The predictable opening statement on 90% of incoming calls is "Hi, I’d like some information about your rates." Most membership representatives believe that because rates were the first details requested from the caller, they must be the most important concern. The reality is that most callers are not sure what questions they should ask and price happens to be the easiest one for them-not always the most important one. Instead of either detailing the membership prices or defending why you can’t give prices, acknowledge what they are looking for (which results in the caller being less defensive), determine their true concerns, and then give the appropriate information and schedule an appointment. If necessary, you can give a range of prices, as we’ll discuss later.

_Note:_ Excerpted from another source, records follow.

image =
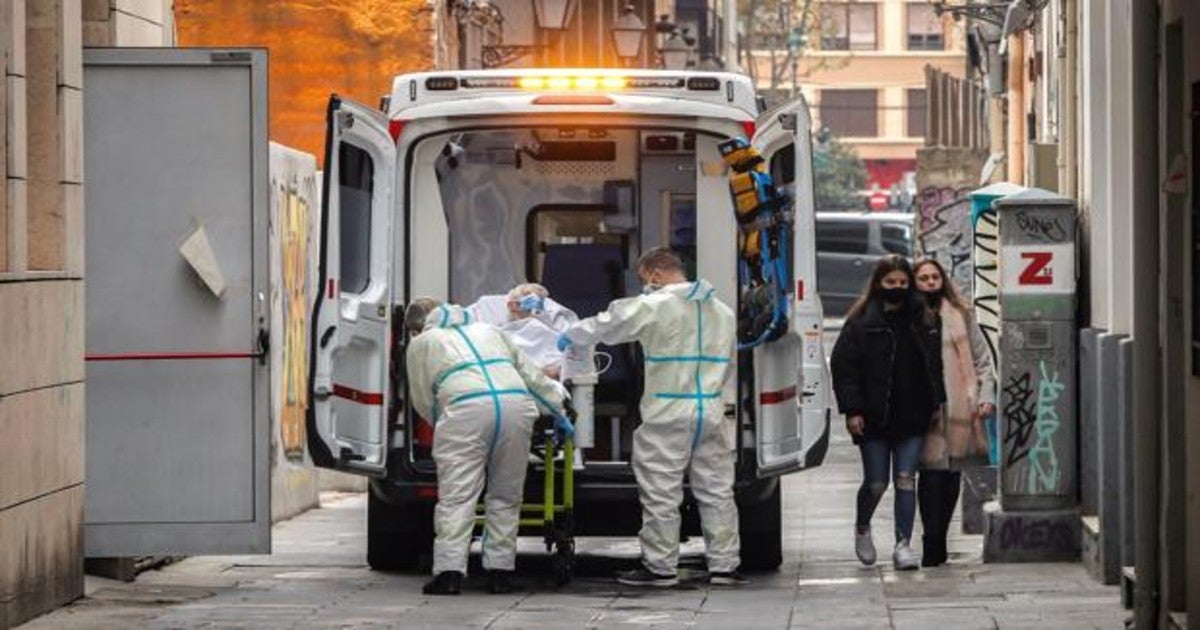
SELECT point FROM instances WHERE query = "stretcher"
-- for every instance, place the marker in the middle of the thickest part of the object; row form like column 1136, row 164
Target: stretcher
column 553, row 511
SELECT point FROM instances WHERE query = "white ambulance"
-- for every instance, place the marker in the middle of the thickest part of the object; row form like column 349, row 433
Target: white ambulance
column 474, row 181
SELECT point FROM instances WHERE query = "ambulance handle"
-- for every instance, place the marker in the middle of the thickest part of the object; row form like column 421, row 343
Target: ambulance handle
column 327, row 335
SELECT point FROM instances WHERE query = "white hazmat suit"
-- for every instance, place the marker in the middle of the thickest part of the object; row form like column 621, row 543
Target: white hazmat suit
column 535, row 335
column 483, row 395
column 689, row 341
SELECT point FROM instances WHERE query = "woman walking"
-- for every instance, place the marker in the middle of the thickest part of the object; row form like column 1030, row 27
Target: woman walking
column 887, row 376
column 958, row 436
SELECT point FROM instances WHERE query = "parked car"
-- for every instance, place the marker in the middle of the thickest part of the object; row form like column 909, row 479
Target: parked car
column 847, row 246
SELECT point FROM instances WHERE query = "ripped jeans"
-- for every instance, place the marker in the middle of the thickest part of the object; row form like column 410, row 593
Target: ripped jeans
column 901, row 457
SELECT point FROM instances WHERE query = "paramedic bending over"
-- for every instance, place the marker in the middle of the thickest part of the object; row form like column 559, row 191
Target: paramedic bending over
column 688, row 337
column 531, row 319
column 481, row 395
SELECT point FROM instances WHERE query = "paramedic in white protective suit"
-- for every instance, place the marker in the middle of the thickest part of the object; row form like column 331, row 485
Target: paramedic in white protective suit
column 532, row 321
column 688, row 339
column 481, row 395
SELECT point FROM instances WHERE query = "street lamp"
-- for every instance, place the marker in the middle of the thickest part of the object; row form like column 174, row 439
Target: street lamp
column 553, row 15
column 675, row 53
column 627, row 34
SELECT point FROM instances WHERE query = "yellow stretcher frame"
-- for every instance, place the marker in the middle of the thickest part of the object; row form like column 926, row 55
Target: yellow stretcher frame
column 556, row 519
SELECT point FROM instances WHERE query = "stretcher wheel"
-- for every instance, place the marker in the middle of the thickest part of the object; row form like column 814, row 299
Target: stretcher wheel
column 563, row 563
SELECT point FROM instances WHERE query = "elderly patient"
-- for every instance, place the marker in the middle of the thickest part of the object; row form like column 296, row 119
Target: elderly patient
column 531, row 319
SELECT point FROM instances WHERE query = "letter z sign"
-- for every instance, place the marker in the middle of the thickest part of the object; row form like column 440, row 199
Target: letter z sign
column 1037, row 269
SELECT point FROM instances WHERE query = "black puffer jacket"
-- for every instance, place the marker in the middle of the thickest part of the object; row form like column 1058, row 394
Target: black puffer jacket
column 869, row 358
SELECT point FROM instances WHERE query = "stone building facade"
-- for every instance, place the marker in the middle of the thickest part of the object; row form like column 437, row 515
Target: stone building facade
column 42, row 288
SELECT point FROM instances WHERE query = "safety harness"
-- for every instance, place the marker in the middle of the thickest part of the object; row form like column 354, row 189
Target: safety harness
column 765, row 221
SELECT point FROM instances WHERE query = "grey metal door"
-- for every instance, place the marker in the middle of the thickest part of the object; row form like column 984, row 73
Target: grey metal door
column 175, row 156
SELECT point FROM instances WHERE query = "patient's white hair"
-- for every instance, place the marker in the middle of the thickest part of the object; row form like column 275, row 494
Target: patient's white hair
column 528, row 288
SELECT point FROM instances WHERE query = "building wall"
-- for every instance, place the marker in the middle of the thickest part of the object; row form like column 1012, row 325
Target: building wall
column 41, row 274
column 317, row 47
column 891, row 70
column 127, row 23
column 42, row 294
column 588, row 40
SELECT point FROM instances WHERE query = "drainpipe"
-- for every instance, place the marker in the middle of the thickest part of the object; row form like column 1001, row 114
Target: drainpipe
column 1147, row 419
column 1068, row 91
column 1017, row 109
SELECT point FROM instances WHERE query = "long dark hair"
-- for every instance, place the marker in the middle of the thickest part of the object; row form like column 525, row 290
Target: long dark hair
column 949, row 291
column 885, row 265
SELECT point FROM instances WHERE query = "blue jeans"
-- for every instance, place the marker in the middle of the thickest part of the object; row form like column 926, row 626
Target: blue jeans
column 901, row 457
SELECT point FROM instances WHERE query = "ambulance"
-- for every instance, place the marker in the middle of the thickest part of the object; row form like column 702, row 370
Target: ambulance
column 467, row 183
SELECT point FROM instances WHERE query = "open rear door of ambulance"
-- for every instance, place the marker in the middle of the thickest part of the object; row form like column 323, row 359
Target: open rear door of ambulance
column 791, row 375
column 348, row 372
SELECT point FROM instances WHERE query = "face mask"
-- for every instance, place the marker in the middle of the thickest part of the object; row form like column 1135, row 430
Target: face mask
column 894, row 294
column 532, row 304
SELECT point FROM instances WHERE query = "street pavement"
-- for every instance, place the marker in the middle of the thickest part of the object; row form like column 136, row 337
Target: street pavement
column 317, row 579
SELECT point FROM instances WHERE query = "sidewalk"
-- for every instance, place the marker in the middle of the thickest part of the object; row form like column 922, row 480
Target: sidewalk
column 837, row 592
column 316, row 577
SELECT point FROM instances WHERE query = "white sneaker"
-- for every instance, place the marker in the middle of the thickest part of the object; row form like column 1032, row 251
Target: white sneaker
column 904, row 558
column 864, row 547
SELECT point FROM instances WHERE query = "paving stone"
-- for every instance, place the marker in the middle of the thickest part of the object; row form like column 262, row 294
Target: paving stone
column 317, row 577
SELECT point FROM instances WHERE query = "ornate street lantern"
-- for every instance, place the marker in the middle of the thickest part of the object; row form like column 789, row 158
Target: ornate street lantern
column 627, row 34
column 553, row 15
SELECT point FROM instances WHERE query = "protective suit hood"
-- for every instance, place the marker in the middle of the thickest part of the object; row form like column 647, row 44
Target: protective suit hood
column 693, row 292
column 447, row 316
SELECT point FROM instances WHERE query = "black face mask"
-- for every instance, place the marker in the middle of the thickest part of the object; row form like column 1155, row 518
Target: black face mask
column 894, row 294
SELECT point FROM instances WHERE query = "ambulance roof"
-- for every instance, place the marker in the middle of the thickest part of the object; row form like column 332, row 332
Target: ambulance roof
column 561, row 90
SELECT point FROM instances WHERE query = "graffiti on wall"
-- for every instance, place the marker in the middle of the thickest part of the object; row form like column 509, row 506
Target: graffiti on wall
column 985, row 288
column 943, row 232
column 295, row 196
column 1031, row 423
column 1038, row 534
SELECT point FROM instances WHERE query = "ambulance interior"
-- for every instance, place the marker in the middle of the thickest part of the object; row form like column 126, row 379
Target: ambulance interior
column 570, row 207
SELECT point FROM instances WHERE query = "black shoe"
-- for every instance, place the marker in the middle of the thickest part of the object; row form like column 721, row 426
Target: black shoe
column 444, row 583
column 645, row 577
column 729, row 579
column 501, row 582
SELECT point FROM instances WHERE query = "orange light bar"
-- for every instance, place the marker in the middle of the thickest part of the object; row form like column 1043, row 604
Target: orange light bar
column 573, row 83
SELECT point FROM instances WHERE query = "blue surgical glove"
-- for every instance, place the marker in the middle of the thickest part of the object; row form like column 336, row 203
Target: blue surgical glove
column 563, row 430
column 532, row 304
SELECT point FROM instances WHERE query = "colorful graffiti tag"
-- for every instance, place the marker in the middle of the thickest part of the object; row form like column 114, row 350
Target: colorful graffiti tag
column 943, row 232
column 1032, row 420
column 985, row 288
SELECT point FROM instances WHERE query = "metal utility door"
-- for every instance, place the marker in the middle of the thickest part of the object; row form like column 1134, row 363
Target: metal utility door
column 177, row 277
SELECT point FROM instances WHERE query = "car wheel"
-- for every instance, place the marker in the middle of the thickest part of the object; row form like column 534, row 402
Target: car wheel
column 400, row 538
column 760, row 527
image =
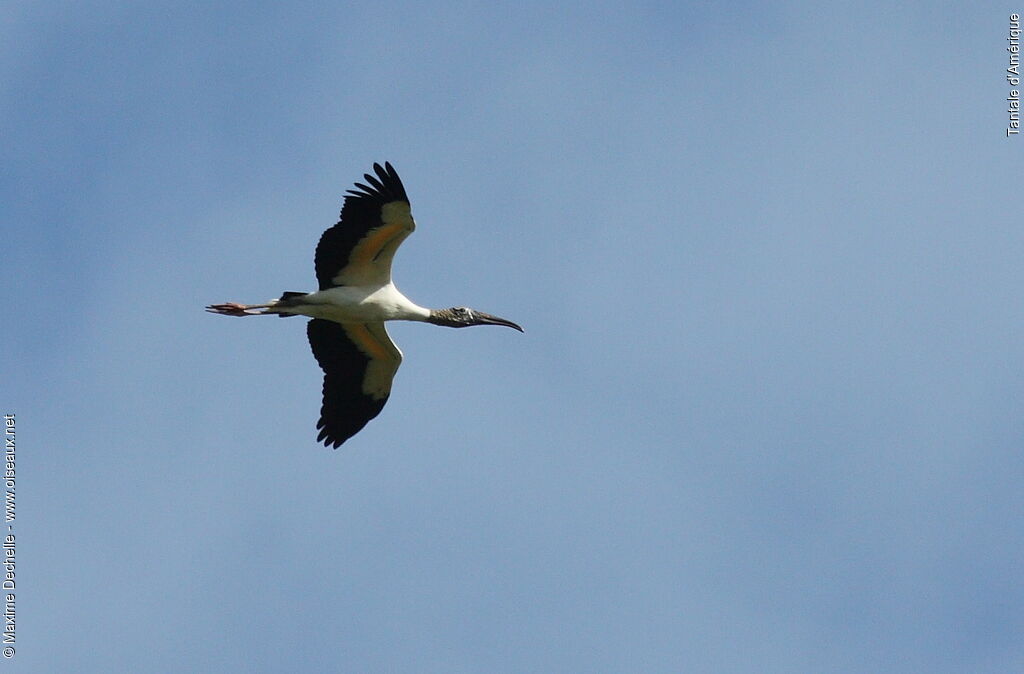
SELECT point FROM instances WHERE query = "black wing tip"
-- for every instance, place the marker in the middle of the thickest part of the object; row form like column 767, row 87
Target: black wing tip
column 386, row 186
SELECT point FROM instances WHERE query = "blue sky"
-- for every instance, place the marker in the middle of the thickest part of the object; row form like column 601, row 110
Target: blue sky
column 766, row 415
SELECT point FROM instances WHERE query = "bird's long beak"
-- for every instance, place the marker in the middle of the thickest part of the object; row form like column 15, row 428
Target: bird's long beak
column 487, row 320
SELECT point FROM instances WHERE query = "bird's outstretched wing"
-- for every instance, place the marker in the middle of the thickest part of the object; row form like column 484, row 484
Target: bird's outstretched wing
column 375, row 219
column 358, row 361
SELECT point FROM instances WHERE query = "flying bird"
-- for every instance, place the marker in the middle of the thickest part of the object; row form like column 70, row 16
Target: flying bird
column 355, row 297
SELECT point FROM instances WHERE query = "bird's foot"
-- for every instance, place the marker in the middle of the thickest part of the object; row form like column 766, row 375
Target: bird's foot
column 233, row 308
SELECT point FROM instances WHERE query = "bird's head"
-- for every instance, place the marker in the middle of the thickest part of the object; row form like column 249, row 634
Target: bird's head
column 463, row 317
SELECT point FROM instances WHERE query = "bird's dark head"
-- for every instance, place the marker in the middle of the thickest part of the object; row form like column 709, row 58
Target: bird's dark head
column 463, row 317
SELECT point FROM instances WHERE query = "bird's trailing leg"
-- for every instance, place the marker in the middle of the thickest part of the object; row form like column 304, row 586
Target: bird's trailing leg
column 233, row 308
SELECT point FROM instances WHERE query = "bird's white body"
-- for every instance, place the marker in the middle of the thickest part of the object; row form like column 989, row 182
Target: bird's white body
column 356, row 296
column 358, row 304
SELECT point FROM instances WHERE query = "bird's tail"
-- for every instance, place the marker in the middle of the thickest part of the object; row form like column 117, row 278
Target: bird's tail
column 288, row 298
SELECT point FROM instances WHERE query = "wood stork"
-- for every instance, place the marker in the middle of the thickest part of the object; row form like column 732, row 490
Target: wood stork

Lack of preparation on the phone refers to the
• Not having a goal for the number of appointments you want to get from calls
• Not knowing how many calls you need to make in order to schedule your desired number
• Not having a system for tracking call data
• Not taking notes on calls
• Not scheduling specific times to ensure that calls are made daily
• Not using a guideline for calls
Lack of preparation is a costly mistake that can set the stage for failure. We will address the solutions to this problem in the section Setting the Stage for Your Success.
This is one of the most costly call mistakes, and it is also the one that happens the most. Even the best salespeople cannot hit or exceed their goals if they are not talking to enough people. Often membership sales staff sit down to make calls, get in touch with some of their leads, and schedule a few appointments, but the ones they don’t get in touch with during that call time get moved to the next day rather than called again the same day. Lack of frequency in calling slows the appointment-setting process, which ultimately creates more work for you and less financial reward.